What causes a player to retire when his side are so close to another All-Ireland title?
A lot of fine players have retired in the last 12 months, and a whole clutch in the last few months. Cha Fitzpatrick, John Dalton, Mick Kavanagh, Ronan Curran, Jerry O’Connor and Dan Shanahan are some of the most famous names but none has caused such a stir as Lar Corbett.
There has been a lot of speculation about Lar’s decision.
One of the strands of conjecture going around is that Declan Ryan’s management team weren’t really cutting it as far as the Thurles man was concerned. The brilliant relationship he enjoyed under Liam Sheedy and Eamonn O’Shea just wasn’t the same under Ryan’s set up. Now how accurate that is, is difficult to ascertain.
No doubt things are different under Ryan, Tommy Dunne and company but despite all that Tipperary performed well last year, before coming undone in the final.
There was frustration about management decision making, with the failure to start Brendan Maher in the final a talking point. It is harsh on Ryan, who was in his first season and with a really difficult job in following up on Sheedy’s achievement.
Whatever the why’s and how’s, Lar Corbett has in early spring decided to walk away. There’s mention of keeping his business afloat and of being unable to maintain six nights a week county training.

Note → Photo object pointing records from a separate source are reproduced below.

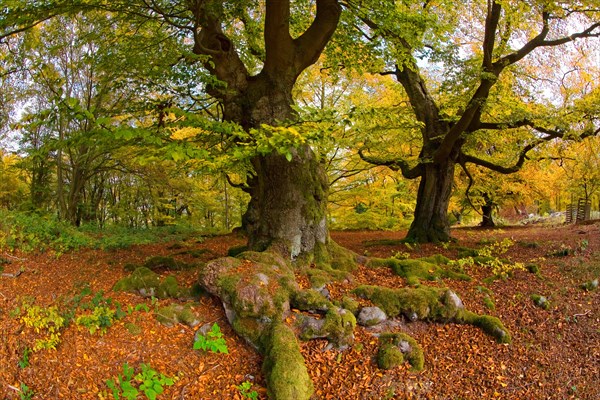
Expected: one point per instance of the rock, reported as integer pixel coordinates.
(540, 301)
(389, 356)
(337, 326)
(451, 299)
(202, 331)
(312, 328)
(254, 288)
(369, 316)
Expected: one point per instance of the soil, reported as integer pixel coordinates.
(555, 352)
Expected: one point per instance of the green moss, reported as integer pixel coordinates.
(350, 304)
(339, 325)
(490, 325)
(414, 355)
(489, 303)
(130, 267)
(389, 356)
(249, 328)
(236, 250)
(141, 278)
(540, 301)
(432, 304)
(167, 315)
(133, 328)
(310, 299)
(533, 268)
(161, 263)
(437, 259)
(465, 252)
(170, 288)
(413, 270)
(174, 313)
(318, 277)
(383, 242)
(415, 303)
(590, 285)
(284, 368)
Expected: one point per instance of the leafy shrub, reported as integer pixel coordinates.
(25, 392)
(31, 231)
(100, 319)
(24, 361)
(246, 392)
(46, 321)
(212, 341)
(148, 381)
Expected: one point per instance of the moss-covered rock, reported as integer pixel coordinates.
(408, 346)
(424, 302)
(310, 300)
(434, 304)
(169, 288)
(337, 326)
(490, 325)
(413, 270)
(162, 263)
(175, 313)
(389, 356)
(284, 368)
(590, 285)
(540, 301)
(255, 289)
(149, 284)
(142, 280)
(350, 304)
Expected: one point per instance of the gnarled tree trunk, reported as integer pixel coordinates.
(431, 213)
(288, 203)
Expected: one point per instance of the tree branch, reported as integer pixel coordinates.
(311, 43)
(394, 165)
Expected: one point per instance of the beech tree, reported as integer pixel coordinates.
(474, 52)
(253, 80)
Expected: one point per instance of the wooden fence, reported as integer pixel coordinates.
(578, 212)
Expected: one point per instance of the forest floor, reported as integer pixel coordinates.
(554, 354)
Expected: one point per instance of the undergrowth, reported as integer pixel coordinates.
(30, 231)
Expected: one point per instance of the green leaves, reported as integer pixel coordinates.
(212, 341)
(148, 381)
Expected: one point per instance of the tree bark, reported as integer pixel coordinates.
(431, 213)
(486, 212)
(288, 203)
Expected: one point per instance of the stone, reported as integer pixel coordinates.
(369, 316)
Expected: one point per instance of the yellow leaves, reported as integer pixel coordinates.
(186, 132)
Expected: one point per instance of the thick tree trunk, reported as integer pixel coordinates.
(431, 212)
(486, 212)
(288, 203)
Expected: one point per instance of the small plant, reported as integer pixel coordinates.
(26, 393)
(212, 341)
(100, 319)
(401, 255)
(24, 361)
(246, 392)
(148, 381)
(47, 321)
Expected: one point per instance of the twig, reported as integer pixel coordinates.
(14, 257)
(16, 389)
(582, 315)
(16, 274)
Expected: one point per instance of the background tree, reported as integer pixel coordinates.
(457, 94)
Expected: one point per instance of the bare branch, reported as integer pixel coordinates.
(394, 165)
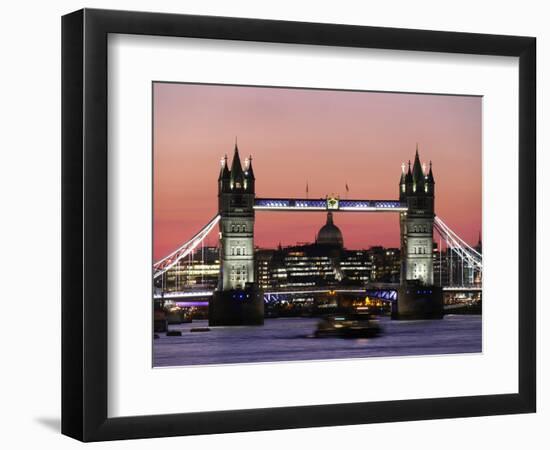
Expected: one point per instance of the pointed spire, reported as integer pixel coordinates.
(224, 170)
(430, 175)
(249, 172)
(408, 176)
(236, 168)
(402, 180)
(418, 174)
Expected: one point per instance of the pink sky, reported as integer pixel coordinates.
(326, 138)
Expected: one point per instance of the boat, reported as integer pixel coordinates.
(351, 325)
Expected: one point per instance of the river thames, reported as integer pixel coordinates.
(291, 339)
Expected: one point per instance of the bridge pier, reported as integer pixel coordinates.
(237, 307)
(418, 302)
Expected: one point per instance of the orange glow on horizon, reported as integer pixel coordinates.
(347, 143)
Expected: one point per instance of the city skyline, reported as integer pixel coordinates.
(328, 141)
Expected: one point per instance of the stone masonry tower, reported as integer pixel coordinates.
(236, 300)
(417, 190)
(236, 207)
(417, 297)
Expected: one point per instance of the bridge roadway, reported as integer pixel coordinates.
(374, 286)
(327, 204)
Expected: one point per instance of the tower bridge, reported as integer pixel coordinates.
(237, 300)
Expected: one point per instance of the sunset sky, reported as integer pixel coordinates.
(321, 137)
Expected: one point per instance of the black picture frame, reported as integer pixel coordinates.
(84, 224)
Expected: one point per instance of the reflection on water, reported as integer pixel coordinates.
(291, 339)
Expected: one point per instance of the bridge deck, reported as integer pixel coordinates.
(327, 204)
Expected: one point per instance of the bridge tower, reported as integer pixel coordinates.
(237, 300)
(418, 297)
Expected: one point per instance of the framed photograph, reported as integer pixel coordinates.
(272, 224)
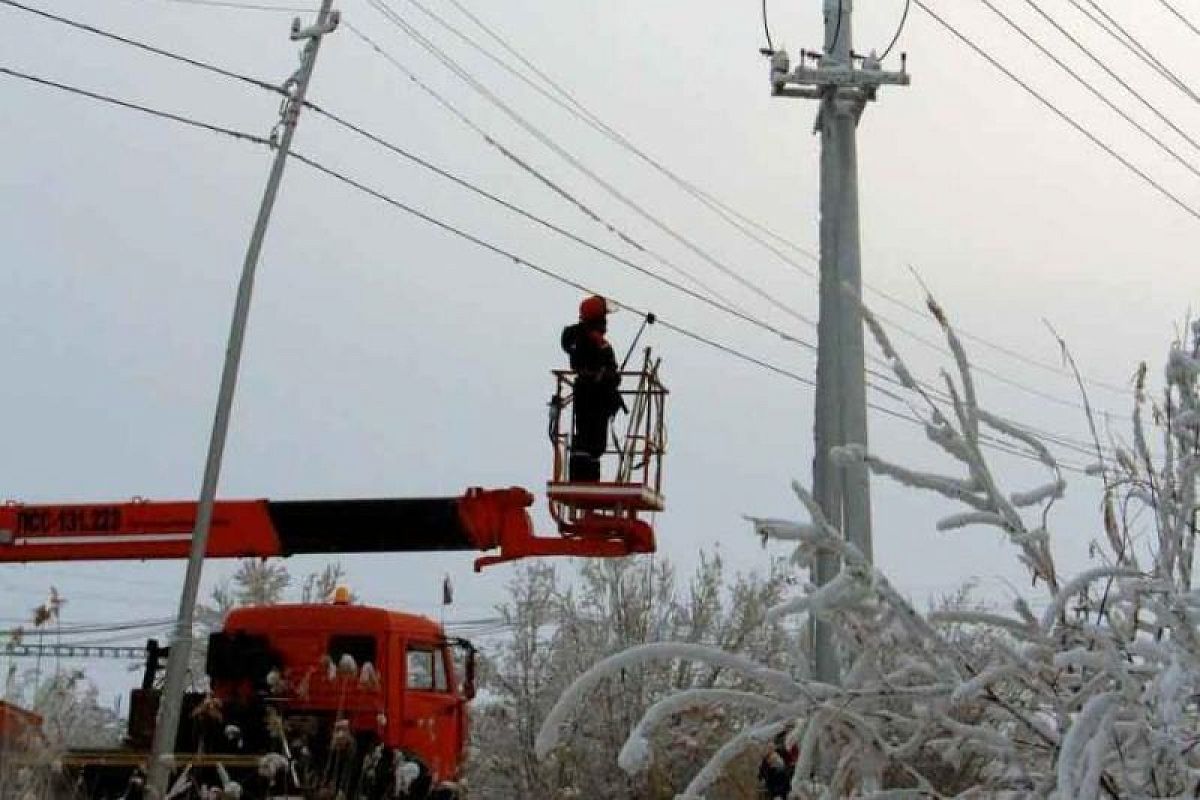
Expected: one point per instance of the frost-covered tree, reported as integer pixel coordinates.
(1093, 697)
(559, 629)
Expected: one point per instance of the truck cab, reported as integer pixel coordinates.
(352, 697)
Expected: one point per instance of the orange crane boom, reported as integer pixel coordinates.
(480, 519)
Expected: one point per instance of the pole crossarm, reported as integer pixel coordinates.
(75, 651)
(844, 82)
(831, 76)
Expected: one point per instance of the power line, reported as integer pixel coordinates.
(1066, 118)
(148, 48)
(766, 26)
(533, 217)
(904, 19)
(678, 329)
(1187, 164)
(558, 229)
(568, 102)
(245, 6)
(136, 107)
(532, 130)
(718, 305)
(582, 113)
(1180, 16)
(1105, 22)
(570, 282)
(1103, 65)
(525, 166)
(725, 305)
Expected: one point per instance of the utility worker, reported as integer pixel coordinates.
(597, 388)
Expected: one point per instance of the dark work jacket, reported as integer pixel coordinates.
(595, 367)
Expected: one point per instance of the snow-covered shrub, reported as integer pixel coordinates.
(557, 629)
(1093, 697)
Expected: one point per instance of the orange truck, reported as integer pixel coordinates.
(337, 701)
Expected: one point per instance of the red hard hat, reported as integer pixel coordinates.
(594, 307)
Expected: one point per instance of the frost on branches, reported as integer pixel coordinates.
(1093, 698)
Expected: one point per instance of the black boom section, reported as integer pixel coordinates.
(376, 525)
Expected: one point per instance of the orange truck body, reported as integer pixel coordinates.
(393, 677)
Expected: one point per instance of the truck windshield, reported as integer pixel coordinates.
(426, 668)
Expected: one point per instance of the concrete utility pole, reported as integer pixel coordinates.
(843, 82)
(159, 769)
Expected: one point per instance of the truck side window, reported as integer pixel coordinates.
(439, 671)
(360, 648)
(420, 669)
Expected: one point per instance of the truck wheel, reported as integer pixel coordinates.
(420, 786)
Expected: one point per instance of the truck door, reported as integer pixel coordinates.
(432, 714)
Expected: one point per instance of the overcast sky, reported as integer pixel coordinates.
(387, 358)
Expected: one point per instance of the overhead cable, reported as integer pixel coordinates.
(747, 226)
(1066, 441)
(1096, 92)
(1180, 17)
(724, 306)
(532, 130)
(148, 48)
(678, 329)
(730, 215)
(1117, 31)
(540, 176)
(904, 19)
(575, 284)
(245, 6)
(1103, 65)
(1066, 118)
(136, 107)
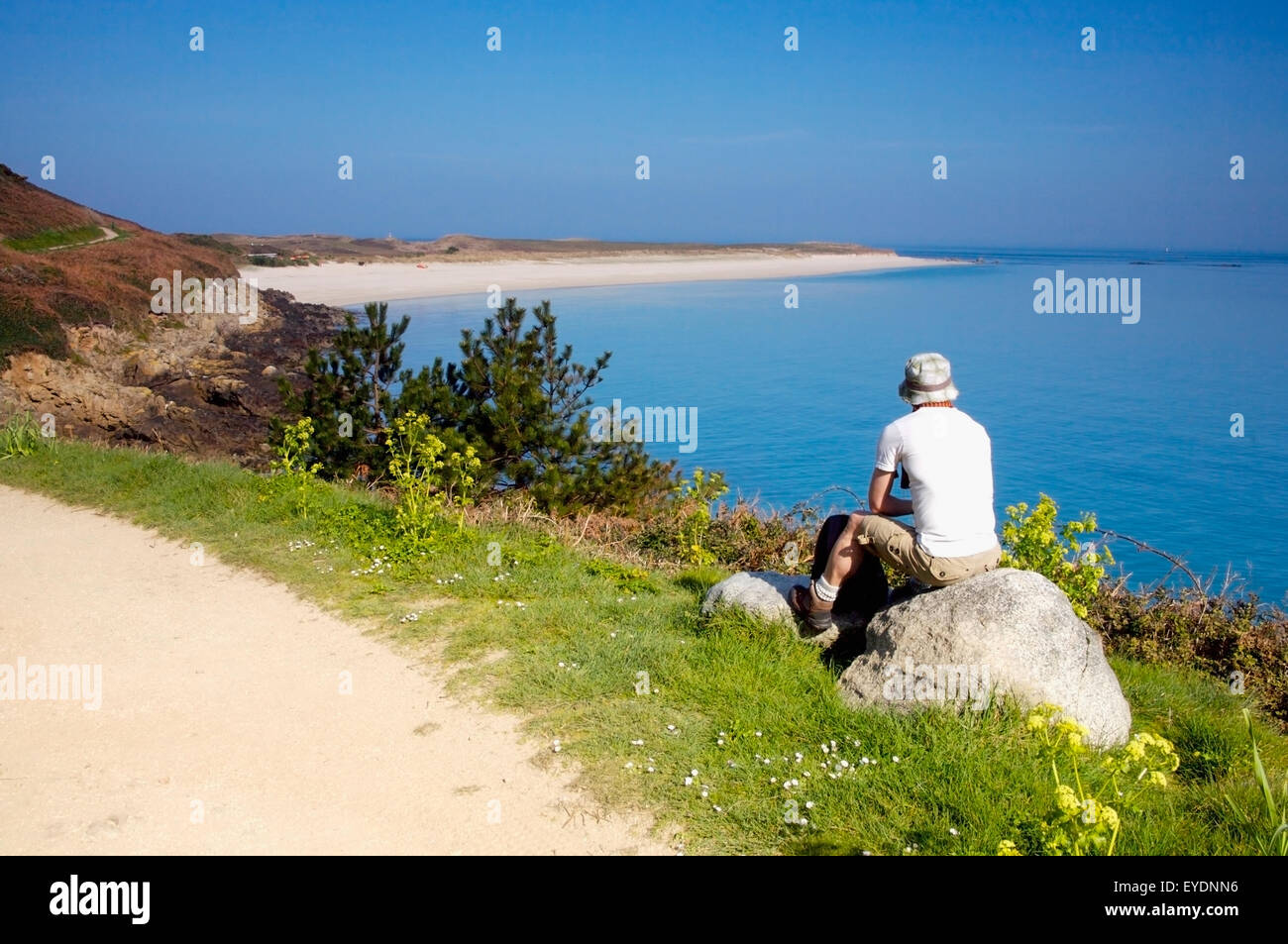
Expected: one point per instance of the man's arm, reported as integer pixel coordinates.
(880, 498)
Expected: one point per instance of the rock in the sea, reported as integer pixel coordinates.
(1003, 633)
(764, 594)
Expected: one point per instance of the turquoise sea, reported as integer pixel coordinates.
(1131, 421)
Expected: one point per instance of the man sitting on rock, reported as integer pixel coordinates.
(947, 463)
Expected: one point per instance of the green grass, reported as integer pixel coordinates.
(729, 679)
(54, 239)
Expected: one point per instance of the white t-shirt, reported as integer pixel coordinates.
(949, 464)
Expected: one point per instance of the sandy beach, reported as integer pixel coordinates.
(349, 283)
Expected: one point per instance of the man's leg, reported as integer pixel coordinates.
(844, 565)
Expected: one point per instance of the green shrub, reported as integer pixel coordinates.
(1236, 640)
(21, 437)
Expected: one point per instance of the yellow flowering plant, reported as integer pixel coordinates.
(291, 469)
(428, 483)
(1082, 823)
(1030, 543)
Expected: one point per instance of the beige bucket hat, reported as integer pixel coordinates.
(927, 378)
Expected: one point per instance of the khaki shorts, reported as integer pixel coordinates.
(897, 544)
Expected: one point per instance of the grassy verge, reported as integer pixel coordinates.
(54, 239)
(738, 702)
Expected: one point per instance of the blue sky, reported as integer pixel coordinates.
(1046, 145)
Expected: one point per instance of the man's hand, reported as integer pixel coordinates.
(880, 498)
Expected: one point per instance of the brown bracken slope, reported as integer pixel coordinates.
(80, 343)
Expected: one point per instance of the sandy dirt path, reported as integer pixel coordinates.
(222, 726)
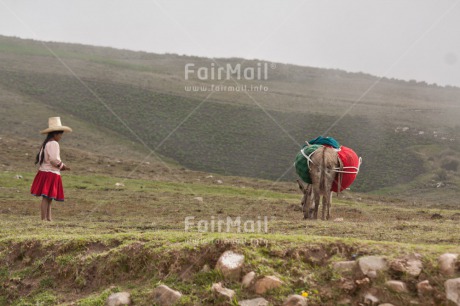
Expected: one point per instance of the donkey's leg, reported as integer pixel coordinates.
(317, 198)
(305, 206)
(329, 206)
(324, 207)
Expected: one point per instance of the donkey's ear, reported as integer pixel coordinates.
(301, 186)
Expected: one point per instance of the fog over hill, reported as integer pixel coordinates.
(405, 131)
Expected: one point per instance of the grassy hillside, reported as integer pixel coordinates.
(230, 133)
(131, 237)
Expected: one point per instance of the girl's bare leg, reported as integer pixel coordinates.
(48, 210)
(44, 208)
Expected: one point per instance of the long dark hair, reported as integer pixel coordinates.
(40, 157)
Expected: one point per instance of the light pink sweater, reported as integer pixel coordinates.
(52, 159)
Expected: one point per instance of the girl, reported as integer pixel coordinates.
(47, 182)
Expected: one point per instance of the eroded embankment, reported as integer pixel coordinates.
(84, 270)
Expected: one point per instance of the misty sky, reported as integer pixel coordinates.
(405, 39)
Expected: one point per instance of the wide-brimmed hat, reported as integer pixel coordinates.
(54, 124)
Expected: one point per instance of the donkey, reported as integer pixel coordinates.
(323, 164)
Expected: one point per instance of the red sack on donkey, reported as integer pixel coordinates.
(349, 170)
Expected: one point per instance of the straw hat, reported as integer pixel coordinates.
(54, 124)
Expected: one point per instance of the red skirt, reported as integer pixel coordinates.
(48, 185)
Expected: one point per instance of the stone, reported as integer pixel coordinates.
(295, 300)
(118, 299)
(411, 265)
(267, 283)
(453, 290)
(344, 302)
(397, 286)
(165, 296)
(424, 288)
(370, 299)
(220, 290)
(231, 265)
(344, 266)
(249, 279)
(363, 282)
(254, 302)
(372, 263)
(347, 285)
(447, 263)
(206, 268)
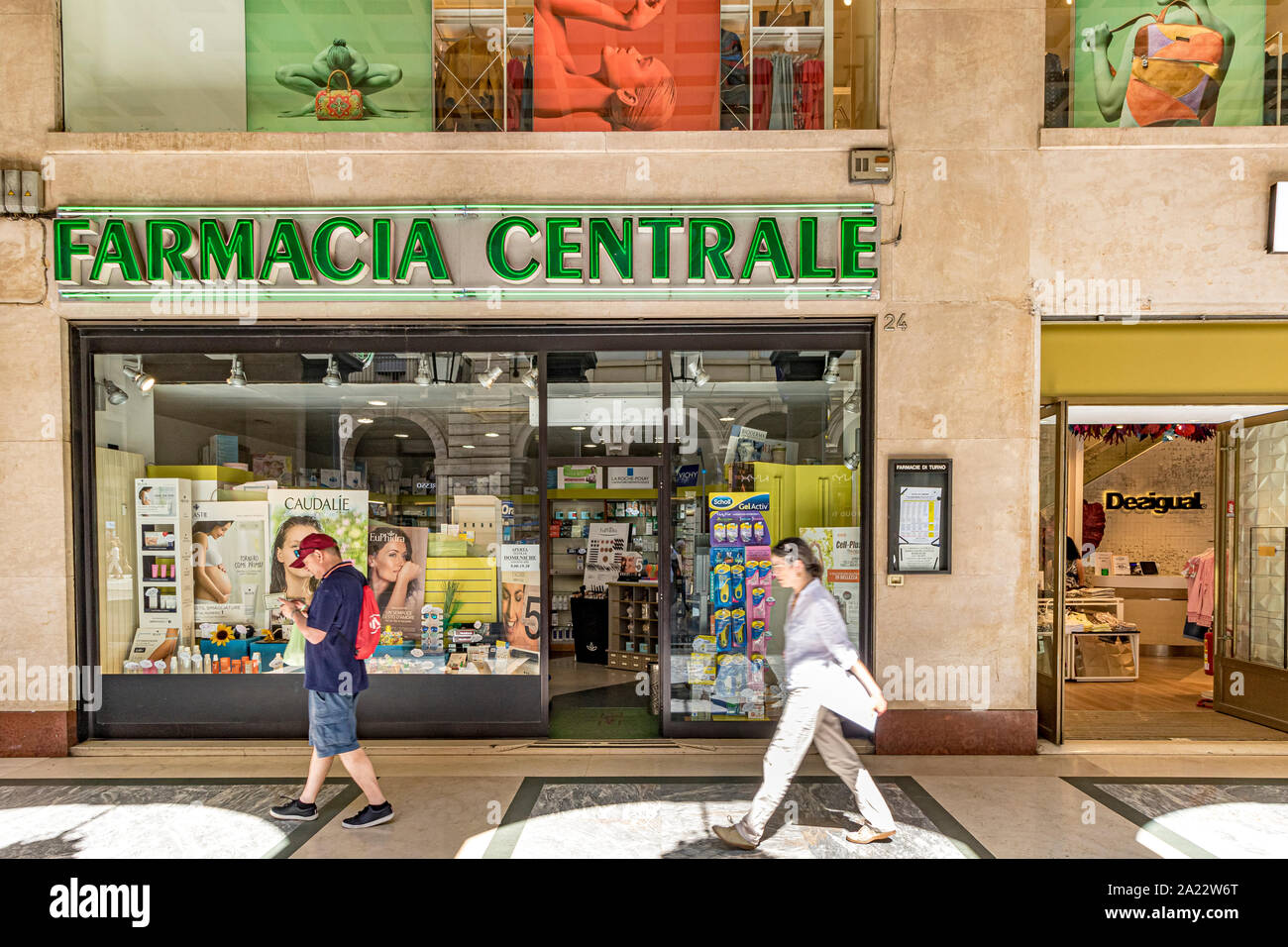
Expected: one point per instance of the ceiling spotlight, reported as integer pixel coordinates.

I get the impression given how late in the day Lar has left it, that if things were going well with the hurling, the business side of things wouldn’t have been such an issue. If he’s unhappy with the game it probably makes more sense for him to concentrate on the pub.
Declan Ryan and his management team would probably have been seen as a breath of fresh air if they had taken over after Babs Keating’s disastrous tenure, and now (after Sheedy’s revolution) the suspicion is that they might look a bit dated. Again I have to apologise for conjecture, but Corbett’s decision and its timing must leave the possibility open.
Perhaps the feeling isn’t shared by the rest of the panel and maybe Lar Corbett is genuinely unable to make the commitment. Perhaps Lar provides difficulty as he needs to train in an individualised way and the management wouldn’t indulge it.
Having trusted a training method that had seen him avoid injury for the first sequence of seasons in years, Lar Corbett could have felt justified in pulling the plug when asked to engage in training methods, which he knew would be to his detriment. Who knows?
We can only speculate!
From my own experience, and not for one moment saying that this is true of Declan Ryan’s capable sideline staff, there is nothing as demoralising for a team than to see a slip in standards through change of management.
Light years from the grand stage but no less relevant, 12 years ago my club junior side won a county junior title. The management in charge were excellent at attention to detail, we had challenge games aplenty, weekend morning training sessions, brilliant motivational team talks; everyone bought into it, we were well prepared and they got the best out of us.
The season after winning that title we were in intermediate and the same bunch of players were knocked out of that year’s championship in extra time of a replay by a team that not only went on to win that competition but ended up in the county senior final the following year.
With their equally sound management and with the bit of fortune they had in beating us they had a momentum that almost carried them to the ultimate county title.
Meanwhile our side’s management departed the scene and with the change of the guard we went backwards. The new management just weren’t at the races at all; they were nowhere near the previous set up in terms of the basics of management or ability to motivate.
Everything fell away and a year later we just avoided relegation around about the same time our opponents from that intermediate game were scaling the heights of their potential.
People can blame players as much as they like but any player will tell you a good manager can improve a team that crucial 10% and a bad one can diminish it fivefold.
Tipperary may well win the All-Ireland this year without Lar Corbett. If they do not people are going to ask why he couldn’t be kept happy and kept on side.
If the management team are indeed so inflexible that they couldn’t adapt their structure to accommodate as prolific and influential a forward as Corbett, then nothing less than an All-Ireland will justify it at season’s end.
We shouldn’t expect too much tolerance of failure in Slievenamon, if that is to be their lot in 2012.